Sun Jul 8 19:07:57 UTC 2018

On Saturday, 7 July 2018 at 13:26:10 UTC, Guillaume Piolat wrote:
> On Friday, 6 July 2018 at 23:08:27 UTC, Random D user wrote:
>> Especially, since D doesn't even attempt any 
>> auto-vectorization (poor results and difficult to implement) 
>> and manual loops are quite tedious to write (even std.simd 
>> failed to materialize), so SPMD would be nice alternative.
>
> I think you are mistaken, D code is autovectorized often when 
> using LDC.

That is good to know.
I haven't looked that much into LDC (or clang). I mostly use dmd 
for fast edit-compile cycle. Although, plan is to use LDC for 
"release"/optimized build eventually.

Anyway, I would just want to code some non-trivial loops in SIMD, 
but I wouldn't want to fiddle with intrinsics. Or write a higher 
level wrapper for them.

In my experience, you can only get the real benefits out of SIMD 
if you carefully handcraft your hot loops to fully use it. 
Sprinkling some SIMD here and there with a SIMD vector type, 
doesn't really seem to yield big benefits.

>
> Sometimes it's not and it's hard to know why.

Exactly.
In my experience compilers (msvc) often don't.
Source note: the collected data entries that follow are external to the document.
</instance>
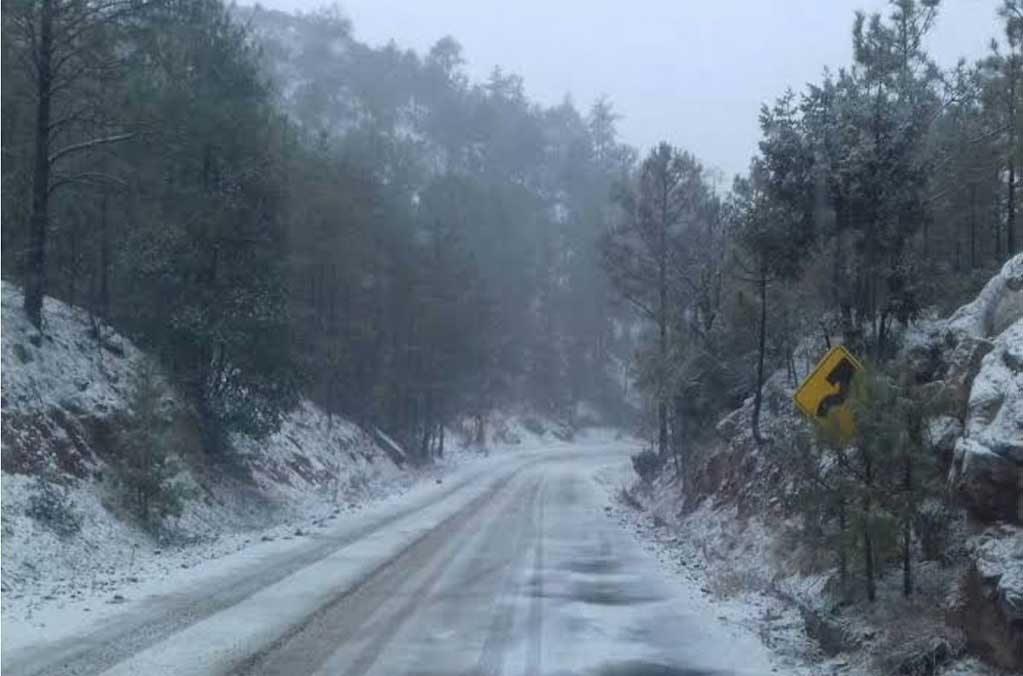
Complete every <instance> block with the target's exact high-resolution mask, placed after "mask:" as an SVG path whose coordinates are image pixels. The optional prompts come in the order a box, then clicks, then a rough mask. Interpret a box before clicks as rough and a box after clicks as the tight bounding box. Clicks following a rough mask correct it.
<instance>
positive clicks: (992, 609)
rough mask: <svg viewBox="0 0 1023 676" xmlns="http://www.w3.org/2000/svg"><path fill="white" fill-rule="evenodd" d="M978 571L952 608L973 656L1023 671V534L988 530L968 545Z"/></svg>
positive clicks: (1012, 669) (1010, 667)
mask: <svg viewBox="0 0 1023 676" xmlns="http://www.w3.org/2000/svg"><path fill="white" fill-rule="evenodd" d="M967 545H968V548H969V550H970V556H971V559H972V561H973V562H972V566H971V569H970V573H969V575H967V576H966V578H965V579H964V580H963V584H962V588H961V589H960V593H959V594H958V596H957V599H955V602H954V604H953V606H952V607H951V609H950V613H949V619H950V620H951V621H952V622H954V623H955V624H958V625H959V626H960V627H961V628H962V629H963V631H964V633H965V634H966V637H967V641H968V643H969V645H970V648H971V651H973V652H975V654H977V655H981V656H983V657H984V658H985V659H986V660H988V661H989V662H992V663H994V664H996V665H998V666H1000V667H1003V668H1005V669H1009V670H1013V672H1014V673H1020V671H1021V670H1023V530H1021V529H1019V528H1017V527H1013V526H1007V525H1003V526H998V527H992V528H988V529H986V530H985V531H984V532H983V533H982V534H980V535H979V536H977V537H974V538H971V539H970V541H969V542H968V543H967Z"/></svg>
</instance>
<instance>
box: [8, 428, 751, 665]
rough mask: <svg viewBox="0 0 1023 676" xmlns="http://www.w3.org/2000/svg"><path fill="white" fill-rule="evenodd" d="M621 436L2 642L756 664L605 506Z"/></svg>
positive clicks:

> A pragma we could have is the one in the Intel C++ Compiler 
> that says "hey this loop is safe to autovectorize".
>
>> What do you think?
>
> I think that ispc is like OpenCL on the CPU, but can't work on 
> the GPU, FPGA or other OpenCL implementation. OpenCL is so fast 
> because caching is explicit (several levels of memory are 
> exposed).

Yeah, it should be similar. The point is not run it on GPU, you 
can do CUDA, OpenCL, compute shader etc. for that.
CPU code is much easier to debug, and sometimes you're already 
doing things on the GPU, but your CPU side has more room for 
computation. And you don't have to copy your data between the GPU 
and CPU or deal with latency.
Of course, OpenCL runs on CPU too, but I think there's quite a 
bit of code required to set it up and to use it.

I guess my point was that I would like to do CPU SIMD code easily 
without intrinsics (or manually trying to trick the compiler to 
vectorize the code). SPMD stuff seems to solve these issues. It 
would also be a forward looking step for D.

Ideally, just write your loop normally, debug it and add an 
annotation to get it to run fast on SIMD. Done.